Anyone still concerned that Miley Cyrus might be reverting back to her squeaky-clean Southern roots can stop right now, because it's clear that Miley isn't going back to white dresses and fields of wildflowers anytime soon.
Her newest video, "Mother's Daughter," finds her celebrating feminism, freedom of choice, queerness, and gender fluidity. She spends most of the video rolling around in a skin-tight red leather bodysuit and calling herself nasty, evil, and a witch—all words traditionally used to denounce women who don't comply with patriarchal norms. "Don't f**k with my freedom," goes the refrain, and it's clear that Cyrus is deadly serious: She has a fanged genitals to prove it.
Miley Cyrus - Mother's Daughter (Official Video) www.youtube.com
Though her performance comes off as slightly trite and exaggerated, the video's strongest point is its lineup of diverse bodies, all in flattering and powerful positions. That's a refreshing change from the legions of slim, mostly white, heteronormative-looking backup dancers that have been constants in music videos since the dawn of MTV. Guest features include 11-year-old philanthropist Mari Copley, body-positive actress and model Angelina Duplisea, dancer and activist Mela Murder, non-binary professional skateboarder Lacey Baker, trans models Aaron Phillip and Casil McArthur, and Cyrus's own mother, Tish Cyrus.
Overall, the video is decidedly intersectional, not exclusively fixated on race, gender, or sexuality but rather concerned with tearing down the boundaries between them. Along with its diverse cast, it features an array of feminist messages, including "virginity is a social construct" and "my body my choice" flashing between clips, alongside "images of breastfeeding, C-sections, menstruation pads—everything [about the female body] that's supposed to carry some taboo, but we should be beyond that," in the words of the video's director, Alexandre Moors. This imagery and the video's overall concept were modeled after the punk aesthetics of pioneering feminist groups like Riot Grrrl and Guerrilla Girls.
Image via YouTube
"The video is about the woman's body—the right to own your own body and make it free from the male gaze, in any way shape and form," said Moors in an interview with the New York Times. "It's a broad message, and we're not trying to be dogmatic. But we're living in difficult times in America, and what I get from this video is that it injects a lot of energy and determination and the right fuel for the struggle."
Still, in an era where social justice equals profit, it's likely that we'll be seeing more and more pop stars (or rather, their marketing teams) cashing in on diversity and social awareness. Sometimes, that will lead to painfully manufactured flops like Taylor Swift's ill-advised "You Need to Calm Down," which used a demographic Swift was not a part of as an accessory, so that she could place herself at the helm of a phony brand of allyship.

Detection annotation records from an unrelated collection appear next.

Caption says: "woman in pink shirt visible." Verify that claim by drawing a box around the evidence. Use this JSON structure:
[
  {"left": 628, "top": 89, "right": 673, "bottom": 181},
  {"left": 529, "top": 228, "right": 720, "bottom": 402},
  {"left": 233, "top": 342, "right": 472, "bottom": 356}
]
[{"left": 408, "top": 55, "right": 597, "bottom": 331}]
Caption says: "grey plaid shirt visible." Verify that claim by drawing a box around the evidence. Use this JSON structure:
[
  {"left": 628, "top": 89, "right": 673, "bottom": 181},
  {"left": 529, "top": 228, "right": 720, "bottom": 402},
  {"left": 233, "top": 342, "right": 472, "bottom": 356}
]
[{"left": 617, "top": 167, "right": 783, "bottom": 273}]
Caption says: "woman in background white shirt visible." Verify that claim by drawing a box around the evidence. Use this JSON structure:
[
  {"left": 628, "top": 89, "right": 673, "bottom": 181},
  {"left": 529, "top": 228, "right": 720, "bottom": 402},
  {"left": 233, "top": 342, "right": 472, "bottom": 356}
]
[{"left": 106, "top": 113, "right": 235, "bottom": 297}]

On the other hand, Cyrus—who is actually bisexual and who has a long history of supporting LGBTQ+ causes—comes off as a bit more genuine in this video than Swift did, as she's not trying to speak out for groups that she doesn't belong to. She also puts her own body on the line, drawing "mixed reactions" for its "intense imagery," according to Fox, and seemingly promising that her commitment to radical feminism is not just an act.

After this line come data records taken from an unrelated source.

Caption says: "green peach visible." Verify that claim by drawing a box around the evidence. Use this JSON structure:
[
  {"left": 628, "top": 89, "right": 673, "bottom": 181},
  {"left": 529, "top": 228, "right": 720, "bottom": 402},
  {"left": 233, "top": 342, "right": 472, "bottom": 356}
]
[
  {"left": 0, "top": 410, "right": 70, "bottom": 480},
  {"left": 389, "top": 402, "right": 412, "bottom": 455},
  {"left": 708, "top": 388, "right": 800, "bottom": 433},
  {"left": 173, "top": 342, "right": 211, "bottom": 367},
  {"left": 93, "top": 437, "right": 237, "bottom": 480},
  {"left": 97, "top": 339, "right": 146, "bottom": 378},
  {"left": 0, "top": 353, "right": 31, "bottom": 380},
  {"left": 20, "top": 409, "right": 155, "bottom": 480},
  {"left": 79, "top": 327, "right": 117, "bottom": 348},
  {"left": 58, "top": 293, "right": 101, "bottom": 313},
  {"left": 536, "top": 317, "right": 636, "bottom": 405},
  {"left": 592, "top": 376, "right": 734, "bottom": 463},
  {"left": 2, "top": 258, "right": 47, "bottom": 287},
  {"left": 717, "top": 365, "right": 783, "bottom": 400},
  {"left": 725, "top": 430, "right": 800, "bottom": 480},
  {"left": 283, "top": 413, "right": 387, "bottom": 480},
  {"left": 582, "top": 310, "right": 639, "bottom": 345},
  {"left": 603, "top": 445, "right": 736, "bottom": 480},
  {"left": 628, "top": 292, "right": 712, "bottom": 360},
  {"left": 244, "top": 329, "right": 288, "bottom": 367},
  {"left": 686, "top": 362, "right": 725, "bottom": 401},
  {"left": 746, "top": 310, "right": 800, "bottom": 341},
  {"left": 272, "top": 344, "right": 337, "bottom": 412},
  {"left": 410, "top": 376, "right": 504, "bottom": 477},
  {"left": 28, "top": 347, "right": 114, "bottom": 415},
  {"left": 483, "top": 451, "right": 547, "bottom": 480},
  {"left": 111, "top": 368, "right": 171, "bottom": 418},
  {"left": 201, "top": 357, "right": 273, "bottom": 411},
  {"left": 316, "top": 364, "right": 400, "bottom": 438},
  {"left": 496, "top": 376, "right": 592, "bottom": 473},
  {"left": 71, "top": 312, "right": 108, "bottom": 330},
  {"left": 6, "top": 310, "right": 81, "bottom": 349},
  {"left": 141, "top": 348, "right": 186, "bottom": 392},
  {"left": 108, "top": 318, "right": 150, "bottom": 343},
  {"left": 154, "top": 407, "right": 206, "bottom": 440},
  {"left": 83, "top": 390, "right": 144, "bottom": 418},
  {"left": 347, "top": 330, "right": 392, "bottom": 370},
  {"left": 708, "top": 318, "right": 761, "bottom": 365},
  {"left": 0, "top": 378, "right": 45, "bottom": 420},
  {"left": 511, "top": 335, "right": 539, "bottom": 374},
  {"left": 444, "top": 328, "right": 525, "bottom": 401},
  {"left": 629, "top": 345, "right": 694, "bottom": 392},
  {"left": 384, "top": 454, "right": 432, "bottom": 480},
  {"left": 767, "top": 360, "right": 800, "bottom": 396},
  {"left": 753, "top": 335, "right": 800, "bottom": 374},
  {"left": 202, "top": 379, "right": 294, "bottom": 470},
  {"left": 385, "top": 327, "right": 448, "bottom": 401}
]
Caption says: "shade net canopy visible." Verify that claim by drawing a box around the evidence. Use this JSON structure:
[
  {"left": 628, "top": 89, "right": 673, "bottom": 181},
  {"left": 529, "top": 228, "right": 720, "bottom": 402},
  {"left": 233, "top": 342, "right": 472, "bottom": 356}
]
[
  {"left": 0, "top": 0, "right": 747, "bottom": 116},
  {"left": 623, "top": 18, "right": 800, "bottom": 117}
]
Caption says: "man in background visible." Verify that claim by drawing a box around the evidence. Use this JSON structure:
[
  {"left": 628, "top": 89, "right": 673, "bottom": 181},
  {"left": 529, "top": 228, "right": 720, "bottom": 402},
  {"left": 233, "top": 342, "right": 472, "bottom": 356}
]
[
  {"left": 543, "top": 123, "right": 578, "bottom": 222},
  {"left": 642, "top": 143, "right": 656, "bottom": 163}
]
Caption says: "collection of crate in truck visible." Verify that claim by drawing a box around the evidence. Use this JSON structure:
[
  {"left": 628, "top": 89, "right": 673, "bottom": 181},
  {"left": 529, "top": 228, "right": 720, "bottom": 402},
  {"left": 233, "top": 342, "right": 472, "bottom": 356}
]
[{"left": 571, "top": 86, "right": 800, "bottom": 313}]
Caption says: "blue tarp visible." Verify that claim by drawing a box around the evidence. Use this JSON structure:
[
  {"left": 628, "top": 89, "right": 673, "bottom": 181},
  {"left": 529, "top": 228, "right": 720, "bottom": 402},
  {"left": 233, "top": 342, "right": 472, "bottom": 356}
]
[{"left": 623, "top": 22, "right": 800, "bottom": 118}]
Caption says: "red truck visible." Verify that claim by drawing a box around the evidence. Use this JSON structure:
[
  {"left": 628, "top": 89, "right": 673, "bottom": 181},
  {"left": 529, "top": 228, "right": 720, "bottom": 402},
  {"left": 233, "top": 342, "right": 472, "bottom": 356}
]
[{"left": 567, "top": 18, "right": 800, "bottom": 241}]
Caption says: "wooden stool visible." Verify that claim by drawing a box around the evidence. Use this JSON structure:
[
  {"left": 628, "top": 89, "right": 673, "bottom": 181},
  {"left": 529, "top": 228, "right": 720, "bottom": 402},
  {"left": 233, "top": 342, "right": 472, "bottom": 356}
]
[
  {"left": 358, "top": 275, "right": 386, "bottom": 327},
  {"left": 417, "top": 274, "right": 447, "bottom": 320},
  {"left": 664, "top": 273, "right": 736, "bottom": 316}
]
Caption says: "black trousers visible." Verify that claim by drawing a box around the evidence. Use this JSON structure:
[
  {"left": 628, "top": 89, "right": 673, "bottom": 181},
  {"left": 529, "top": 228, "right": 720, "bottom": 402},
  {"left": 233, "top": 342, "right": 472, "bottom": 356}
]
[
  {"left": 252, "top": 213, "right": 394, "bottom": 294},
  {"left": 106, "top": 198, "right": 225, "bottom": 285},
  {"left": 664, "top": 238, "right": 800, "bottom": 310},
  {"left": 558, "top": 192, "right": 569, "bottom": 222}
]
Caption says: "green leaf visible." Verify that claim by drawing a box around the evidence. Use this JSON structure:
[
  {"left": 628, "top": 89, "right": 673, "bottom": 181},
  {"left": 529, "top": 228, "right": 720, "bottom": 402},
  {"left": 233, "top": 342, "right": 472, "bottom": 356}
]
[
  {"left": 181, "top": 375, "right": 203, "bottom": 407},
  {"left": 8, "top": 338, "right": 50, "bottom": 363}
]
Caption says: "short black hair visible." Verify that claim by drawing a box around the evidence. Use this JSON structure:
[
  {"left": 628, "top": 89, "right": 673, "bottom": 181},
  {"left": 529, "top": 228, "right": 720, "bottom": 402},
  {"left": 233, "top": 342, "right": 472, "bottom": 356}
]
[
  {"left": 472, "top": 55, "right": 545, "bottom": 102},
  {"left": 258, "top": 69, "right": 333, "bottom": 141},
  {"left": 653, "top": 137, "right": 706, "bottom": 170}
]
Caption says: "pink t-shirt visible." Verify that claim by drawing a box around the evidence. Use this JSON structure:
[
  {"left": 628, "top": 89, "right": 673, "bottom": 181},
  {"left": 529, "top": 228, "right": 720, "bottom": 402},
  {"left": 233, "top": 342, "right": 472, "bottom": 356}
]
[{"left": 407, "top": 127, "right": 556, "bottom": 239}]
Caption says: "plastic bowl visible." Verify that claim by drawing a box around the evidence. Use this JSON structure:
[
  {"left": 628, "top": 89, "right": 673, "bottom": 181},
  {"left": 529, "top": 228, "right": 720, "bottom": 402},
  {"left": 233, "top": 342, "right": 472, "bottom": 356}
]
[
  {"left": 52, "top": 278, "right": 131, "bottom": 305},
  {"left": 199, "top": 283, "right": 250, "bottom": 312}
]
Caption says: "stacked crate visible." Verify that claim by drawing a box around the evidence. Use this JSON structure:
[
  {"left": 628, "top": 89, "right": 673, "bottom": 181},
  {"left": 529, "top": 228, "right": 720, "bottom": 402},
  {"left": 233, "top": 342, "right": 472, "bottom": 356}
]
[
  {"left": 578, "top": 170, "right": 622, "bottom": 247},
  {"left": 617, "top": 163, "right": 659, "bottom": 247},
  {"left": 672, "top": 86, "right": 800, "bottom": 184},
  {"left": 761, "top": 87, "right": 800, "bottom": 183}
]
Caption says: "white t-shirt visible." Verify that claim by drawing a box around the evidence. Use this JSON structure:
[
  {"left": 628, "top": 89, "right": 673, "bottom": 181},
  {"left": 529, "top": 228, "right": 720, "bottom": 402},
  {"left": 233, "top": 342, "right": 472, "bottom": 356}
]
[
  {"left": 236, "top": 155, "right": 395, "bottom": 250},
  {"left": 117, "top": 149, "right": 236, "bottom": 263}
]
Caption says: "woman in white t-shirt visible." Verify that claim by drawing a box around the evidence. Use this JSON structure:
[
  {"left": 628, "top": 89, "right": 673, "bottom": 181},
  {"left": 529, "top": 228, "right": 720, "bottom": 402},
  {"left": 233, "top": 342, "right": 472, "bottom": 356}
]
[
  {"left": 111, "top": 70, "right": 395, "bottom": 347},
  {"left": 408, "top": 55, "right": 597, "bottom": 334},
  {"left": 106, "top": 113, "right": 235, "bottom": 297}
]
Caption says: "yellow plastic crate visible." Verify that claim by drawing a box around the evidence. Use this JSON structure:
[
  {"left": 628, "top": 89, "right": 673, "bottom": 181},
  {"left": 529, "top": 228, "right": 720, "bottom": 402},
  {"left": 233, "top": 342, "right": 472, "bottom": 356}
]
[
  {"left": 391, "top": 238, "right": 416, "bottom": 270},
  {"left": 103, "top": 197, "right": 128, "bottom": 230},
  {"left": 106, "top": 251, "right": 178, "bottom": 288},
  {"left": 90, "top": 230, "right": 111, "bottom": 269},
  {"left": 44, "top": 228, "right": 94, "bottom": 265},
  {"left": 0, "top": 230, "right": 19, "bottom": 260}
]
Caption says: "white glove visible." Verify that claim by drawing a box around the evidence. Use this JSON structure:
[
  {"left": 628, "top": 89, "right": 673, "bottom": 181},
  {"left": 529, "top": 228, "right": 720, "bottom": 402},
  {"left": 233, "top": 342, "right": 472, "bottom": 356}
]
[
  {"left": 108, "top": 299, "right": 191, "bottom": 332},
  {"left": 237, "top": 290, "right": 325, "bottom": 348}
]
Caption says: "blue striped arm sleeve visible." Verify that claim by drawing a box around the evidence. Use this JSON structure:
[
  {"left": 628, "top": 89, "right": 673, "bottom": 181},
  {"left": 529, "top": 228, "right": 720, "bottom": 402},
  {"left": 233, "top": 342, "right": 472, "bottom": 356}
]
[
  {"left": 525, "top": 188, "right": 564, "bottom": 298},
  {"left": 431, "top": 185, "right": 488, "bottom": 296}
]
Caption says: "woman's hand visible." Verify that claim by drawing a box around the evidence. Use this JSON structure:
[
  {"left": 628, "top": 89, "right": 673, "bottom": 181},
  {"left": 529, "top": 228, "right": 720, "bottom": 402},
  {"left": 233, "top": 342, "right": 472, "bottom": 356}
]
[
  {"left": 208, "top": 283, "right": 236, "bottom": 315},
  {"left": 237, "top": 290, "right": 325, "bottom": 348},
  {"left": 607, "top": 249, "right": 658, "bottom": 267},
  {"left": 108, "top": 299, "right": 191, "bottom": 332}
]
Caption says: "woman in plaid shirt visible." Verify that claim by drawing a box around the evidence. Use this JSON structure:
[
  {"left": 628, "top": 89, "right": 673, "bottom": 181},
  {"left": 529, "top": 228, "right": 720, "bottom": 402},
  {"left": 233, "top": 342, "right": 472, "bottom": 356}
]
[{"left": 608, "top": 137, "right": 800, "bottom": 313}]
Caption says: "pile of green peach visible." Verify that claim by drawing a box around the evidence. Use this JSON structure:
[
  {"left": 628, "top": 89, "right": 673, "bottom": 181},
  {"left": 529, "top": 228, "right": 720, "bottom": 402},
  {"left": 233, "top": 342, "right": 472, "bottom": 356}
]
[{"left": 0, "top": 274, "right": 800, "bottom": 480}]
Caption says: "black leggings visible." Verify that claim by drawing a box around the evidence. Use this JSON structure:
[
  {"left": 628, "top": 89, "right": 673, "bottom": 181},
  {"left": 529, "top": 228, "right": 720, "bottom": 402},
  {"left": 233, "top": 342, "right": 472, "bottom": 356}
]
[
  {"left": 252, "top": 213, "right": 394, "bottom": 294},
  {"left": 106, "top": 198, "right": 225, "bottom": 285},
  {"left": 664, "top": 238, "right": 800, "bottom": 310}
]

However, what really needs to happen in this era of social-justice-as-branding is the elevation of voices who actually belong to marginalized demographics. After all, Miley Cyrus has done performed her fair share of cultural appropriation, picking up and dropping identities at will; perhaps she's found her niche in intersectional feminism, but time will tell.
In the end, it's great when stars support intersectionality and representation, but that doesn't make up for actually recognizing artists who don't belong to dominant identities (or who aren't backed up by massive corporate record deals).
On the other hand, in a nation that seems closer to Handmaid's Tale-levels of dystopia each day, any protest is better than nothing, right?